2) The process of claim 1 wherein the dissolution of drospirenone in dimethylformamide
is carried out at temperature 50-90°C.
3) The process of claim 2 wherein the dissolution of drospirenone in dimethylformamide
is carried out at 70-80°C.
4) The process of claim lwherein water is added at 70-80°C.
5) The process of claim 1 wherein cooling is carried at 0-20°C.
6) The process of claim 5 wherein cooling is carried at 5-10°C.
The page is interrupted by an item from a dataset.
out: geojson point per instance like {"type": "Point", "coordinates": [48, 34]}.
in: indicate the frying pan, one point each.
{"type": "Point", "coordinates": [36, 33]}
7) The process of claim 1 wherein ratio of dimethyl formamide to water is in the range
1:0.1 to 1:10 (vol/vol).
8) The process of claim 6 wherein preferable ratio of dimethyl formamide to water is in
the range 1: 1 to 1:5 (volume / volume).
9) The process for the purification of drospirenone by column chromatography over
basic alumina wherein elution is carried out with tetrahydrofuran.
10) The process for the preparation of drospirenone as described in the foregoing
examples.

ABSTRACT

The present invention provides purification of drospirenone by column chromatography over
basic alumina and elution with tetrahydrofuran. The present invention further relates to a
process for crystallization of drospirenone from dimethylformamide-water mixture.